Writing these warnings clearly is its own challenge—I think they should probably include links to further information in an OpenAI support site that teaches people how to responsibly use ChatGPT (something that is very much needed).

(Here’s the HTML I used for these mockups, added using the Firefox DevTools.)

How would this work?

Actually implementing this system isn’t trivial. The first challenge is coming up with the right collection of warnings—my hunch is that this could be hundreds of items already. The next challenge is logic to decide when to display them, which would itself require an LLM (or maybe a fine-tuned model of some sort).

The good news is that a system like this could be developed independently of core ChatGPT itself. New warnings could be added without any changes needed to the underlying model, making it safe to iterate wildly on the inline tips without risk of affecting the core model’s performance or utility.

Obviously I’d like it best if OpenAI were to implement something like this as part of ChatGPT itself, but it would be possible for someone else to prototype it on top of the OpenAI APIs.

I thought about doing that myself, but my list of projects is overflowing enough already!

Max Woolf’s prototype

Max Woolf built an implementation of this idea as an example for his simpleaichat library. He shared these screenshots on Twitter:

You: Can you tell me more about Max v. Woolf? Warning: ChatGPT should not be relied on for legal research of this nature, because it is very likely to invent realistic cases that do not exist. ChatGPT: Max v. Woolf is a legal case that took place in the United Kingdom in 2017. It involved a dispute between two authors, Max and Woolf, over the alleged plagiarism of Max's work by Woolf. Max claimed that Woolf had copied significant portions of his book without permission or attribution. The case was heard in the High Court of Justice in London, and the judge ultimately ruled in favor of Max, finding that Woolf had indeed plagiarized his work. Woolf was ordered to pay damages to Max and was also required to issue a public apology. The case received significant media attention and sparked a wider conversation about plagiarism in the literary world. It also highlighted the importance of proper attribution and the potential consequences of failing to give credit where it is due.
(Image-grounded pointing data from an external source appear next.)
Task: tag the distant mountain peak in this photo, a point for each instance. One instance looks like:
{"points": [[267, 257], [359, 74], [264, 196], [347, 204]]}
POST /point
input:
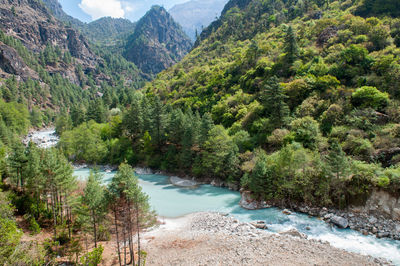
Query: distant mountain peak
{"points": [[158, 41], [195, 15]]}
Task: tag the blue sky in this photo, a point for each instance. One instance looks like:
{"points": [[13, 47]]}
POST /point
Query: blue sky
{"points": [[89, 10]]}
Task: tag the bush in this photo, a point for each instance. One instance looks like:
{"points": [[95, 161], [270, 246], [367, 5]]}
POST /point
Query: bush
{"points": [[366, 96], [276, 139], [103, 234], [359, 147], [94, 257], [306, 131], [33, 225]]}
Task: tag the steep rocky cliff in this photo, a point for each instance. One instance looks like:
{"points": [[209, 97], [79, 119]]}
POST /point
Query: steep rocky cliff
{"points": [[195, 15], [31, 23], [157, 43]]}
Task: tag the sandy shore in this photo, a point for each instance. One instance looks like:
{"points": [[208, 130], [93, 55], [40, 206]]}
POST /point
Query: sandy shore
{"points": [[214, 239]]}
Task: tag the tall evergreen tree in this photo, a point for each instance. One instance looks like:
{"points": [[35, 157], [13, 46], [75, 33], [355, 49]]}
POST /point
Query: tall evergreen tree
{"points": [[94, 200], [273, 99]]}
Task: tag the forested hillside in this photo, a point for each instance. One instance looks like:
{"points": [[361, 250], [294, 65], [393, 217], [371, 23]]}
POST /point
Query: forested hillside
{"points": [[157, 42], [306, 96]]}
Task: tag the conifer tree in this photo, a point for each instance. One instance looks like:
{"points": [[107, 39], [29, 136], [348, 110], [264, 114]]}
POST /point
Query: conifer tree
{"points": [[274, 103], [337, 160], [94, 199]]}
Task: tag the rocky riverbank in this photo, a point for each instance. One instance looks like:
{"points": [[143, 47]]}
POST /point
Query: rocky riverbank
{"points": [[368, 224], [44, 138], [217, 239], [363, 222]]}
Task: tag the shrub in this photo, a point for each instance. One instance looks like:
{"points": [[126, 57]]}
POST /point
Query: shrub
{"points": [[306, 131], [366, 96], [276, 139], [94, 257]]}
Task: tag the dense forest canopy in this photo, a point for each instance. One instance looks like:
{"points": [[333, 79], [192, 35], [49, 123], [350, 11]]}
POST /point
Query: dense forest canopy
{"points": [[291, 100]]}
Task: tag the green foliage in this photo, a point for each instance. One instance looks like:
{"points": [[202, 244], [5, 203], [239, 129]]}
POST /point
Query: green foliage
{"points": [[84, 143], [306, 131], [219, 157], [370, 97], [94, 257]]}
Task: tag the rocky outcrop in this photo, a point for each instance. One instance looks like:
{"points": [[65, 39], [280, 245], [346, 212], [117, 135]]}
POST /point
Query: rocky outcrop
{"points": [[180, 182], [157, 43], [327, 34], [381, 203], [379, 216], [249, 203], [33, 24], [339, 221], [294, 233], [12, 63]]}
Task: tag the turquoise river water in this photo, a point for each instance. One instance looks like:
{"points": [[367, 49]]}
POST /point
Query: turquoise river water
{"points": [[170, 201]]}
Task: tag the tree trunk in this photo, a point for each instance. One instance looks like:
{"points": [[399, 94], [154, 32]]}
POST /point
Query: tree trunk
{"points": [[94, 229], [130, 233], [37, 205], [116, 232], [69, 222], [138, 230], [124, 235], [54, 216]]}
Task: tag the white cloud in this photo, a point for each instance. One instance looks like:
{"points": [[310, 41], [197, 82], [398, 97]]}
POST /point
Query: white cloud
{"points": [[102, 8]]}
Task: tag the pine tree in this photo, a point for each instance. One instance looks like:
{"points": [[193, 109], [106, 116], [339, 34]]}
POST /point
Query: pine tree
{"points": [[158, 122], [94, 200], [130, 206], [273, 99], [290, 46], [34, 178], [291, 51], [337, 160], [133, 118], [206, 125], [18, 161]]}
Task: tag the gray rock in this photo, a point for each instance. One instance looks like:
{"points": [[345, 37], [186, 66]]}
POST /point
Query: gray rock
{"points": [[293, 232], [286, 211], [339, 221], [372, 220], [176, 181]]}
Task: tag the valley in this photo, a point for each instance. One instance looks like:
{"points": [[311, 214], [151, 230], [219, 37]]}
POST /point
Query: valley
{"points": [[241, 132]]}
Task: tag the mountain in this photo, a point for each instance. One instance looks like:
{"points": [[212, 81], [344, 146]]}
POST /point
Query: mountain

You: Everyone's talking about it on Twitter! Warning: This ChatGPT model does not have access to the internet, and its training data cut-off is September 2021 ChatGPT: It's not surprising that the case is generating a lot of discussion on social media platforms like Twitter. Plagiarism is a serious issue in the creative industries, and cases like Max v. Woolf can have far-reaching implications for both the individuals involved and the wider community. Many people are likely to have strong opinions on the case, particularly if they are writers or other creatives who have experienced plagiarism themselves. Others may be interested in the legal aspects of the case or the broader ethical questions it raises. Overall, the case is a reminder of the importance of respecting intellectual property and giving credit where it is due. It also highlights the potential consequences of failing to do so, both in terms of legal action and damage to one's reputation.

Inline tips in Claude

On July 27th 2023 I noticed that Anthropic’s Claude had started presenting inline tips that look like this:

Claude interface. My prompt: Summary of https://simonwillison.net/2015/Feb/switching-from-django-to-rails-from-now-on Claude then displays this inline tip: Claude can't visit links. Responses may contain hallucination. Followed by a hallucinated response: Here is a summary of the key points from the article: • The author Simon Willison had been using Django for most of his web development work for many years. He decided to switch to using Ruby on Rails going forward. • He found Rails to have a lower barrier to entry compared to Django. Simple things were quick and easy in Rails, while Diango tended to be more complex.

That response is hallucinated—I asked for a summary of a non-existent web page and Claude hallucinated the content of the page—but Claude now shows an inline warning before the response that says “Claude can’t visit links. Responses may contain hallucination”.